Tuesday, May 16, 2017

Topic models (LDA and CTM) with R and topicmodels

In the previous three posts I have 1. downloaded Haiku from DailyHaiku, 2. performed data cleaning on their texts, and 3. assigned sentiments to them. Today I would like to perform one last analysis on the Haiku. I will try to group the Haiku into groups with similar topics.

In machine learning and natural language processing this is normally done with topic models. Those statistical models try to discover the hidden semantic structures represented by abstract topics within a collection of documents. In this post I will try out Latent Dirichlet allocation (LDA), the most common topic model currently in use and an upgraded version of LDA: the Correlated Topic Model (CTM).

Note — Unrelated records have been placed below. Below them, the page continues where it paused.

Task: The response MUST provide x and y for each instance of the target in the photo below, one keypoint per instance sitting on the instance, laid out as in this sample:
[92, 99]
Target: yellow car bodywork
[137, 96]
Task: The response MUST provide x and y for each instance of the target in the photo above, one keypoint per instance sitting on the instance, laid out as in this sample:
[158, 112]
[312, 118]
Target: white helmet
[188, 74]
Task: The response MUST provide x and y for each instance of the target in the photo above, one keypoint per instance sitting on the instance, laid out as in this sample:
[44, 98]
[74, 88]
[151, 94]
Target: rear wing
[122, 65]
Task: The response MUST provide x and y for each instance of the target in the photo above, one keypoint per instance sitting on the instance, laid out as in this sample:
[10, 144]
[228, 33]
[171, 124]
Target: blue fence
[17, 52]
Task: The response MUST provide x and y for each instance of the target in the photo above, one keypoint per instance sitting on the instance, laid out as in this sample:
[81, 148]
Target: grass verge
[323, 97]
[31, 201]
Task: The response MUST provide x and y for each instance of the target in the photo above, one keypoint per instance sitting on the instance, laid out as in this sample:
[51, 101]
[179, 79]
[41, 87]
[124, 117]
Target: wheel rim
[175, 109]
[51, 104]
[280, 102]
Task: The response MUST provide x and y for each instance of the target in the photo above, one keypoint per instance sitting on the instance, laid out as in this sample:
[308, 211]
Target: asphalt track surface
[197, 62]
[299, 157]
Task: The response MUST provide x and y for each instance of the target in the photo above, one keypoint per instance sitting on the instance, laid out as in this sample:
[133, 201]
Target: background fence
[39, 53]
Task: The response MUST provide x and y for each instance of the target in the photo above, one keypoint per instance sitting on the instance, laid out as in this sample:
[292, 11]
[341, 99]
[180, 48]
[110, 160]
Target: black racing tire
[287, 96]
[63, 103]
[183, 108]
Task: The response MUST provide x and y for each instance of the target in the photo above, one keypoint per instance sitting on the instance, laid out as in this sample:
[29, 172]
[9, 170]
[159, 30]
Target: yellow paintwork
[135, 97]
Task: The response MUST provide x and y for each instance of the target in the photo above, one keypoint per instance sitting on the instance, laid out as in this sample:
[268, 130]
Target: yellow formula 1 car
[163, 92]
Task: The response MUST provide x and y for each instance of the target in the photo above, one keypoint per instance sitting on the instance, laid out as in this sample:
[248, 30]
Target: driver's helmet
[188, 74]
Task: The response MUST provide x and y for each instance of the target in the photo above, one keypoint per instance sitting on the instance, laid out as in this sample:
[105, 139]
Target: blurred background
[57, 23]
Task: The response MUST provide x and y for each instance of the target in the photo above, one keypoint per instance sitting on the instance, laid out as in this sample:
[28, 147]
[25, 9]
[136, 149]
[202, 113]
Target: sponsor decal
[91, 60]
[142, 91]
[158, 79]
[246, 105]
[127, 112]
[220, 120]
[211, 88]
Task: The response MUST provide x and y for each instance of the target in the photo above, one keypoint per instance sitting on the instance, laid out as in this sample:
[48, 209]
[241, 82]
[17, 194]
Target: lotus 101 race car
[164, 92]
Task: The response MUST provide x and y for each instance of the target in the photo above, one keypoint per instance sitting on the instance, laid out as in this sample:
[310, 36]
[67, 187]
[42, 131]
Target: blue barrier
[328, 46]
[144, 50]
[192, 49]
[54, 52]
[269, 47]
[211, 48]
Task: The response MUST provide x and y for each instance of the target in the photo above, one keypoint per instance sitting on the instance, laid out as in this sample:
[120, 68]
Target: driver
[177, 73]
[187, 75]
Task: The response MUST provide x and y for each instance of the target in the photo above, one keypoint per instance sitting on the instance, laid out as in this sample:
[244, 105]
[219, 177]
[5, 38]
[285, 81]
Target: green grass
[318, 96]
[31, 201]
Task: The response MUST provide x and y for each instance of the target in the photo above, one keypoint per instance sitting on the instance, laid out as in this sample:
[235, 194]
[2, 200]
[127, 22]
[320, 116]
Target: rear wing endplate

Both model types assume that:
  1. Every document is a mixture of topics. E.g., document 1 is 60% topic A, 30% topic B, and 10% topic C, while document 2 is 99% topic B and a half percent topic A and C each. This is in contrast to many other clustering algorithms (e.g., k-means), which assign each object to one distinct group only.
  2. Every topic is a mixture of words. E.g., in topic A the words “data”, “machine”, and “algorithm” are the most common, while in topic C the most common words are “homework”, “grade”, and “task” - the word “solution” is equally likely in both topics.
In contrast to LDA, CTM allows the topics to be correlated. Both model types are implemented in the R package topicmodels.

Although both model types are widely used and quite powerful, I have doubts whether they will be able to group Haiku by topic. The first problem is that Haiku are pretty short (the traditional form has only 17 syllables and the free form is even shorter). So there is not much information per document to work with but a lot of sparsity. Secondly, Haiku normally concentrate on the natural world - e.g., changing seasons, falling leaves, blossoming flowers and melting snow. Even when focusing on other themes like love or sadness, they normally use images from the natural world. In terms of finding different topics this might pose a serious problem, because most Haiku are quite similar in this regard.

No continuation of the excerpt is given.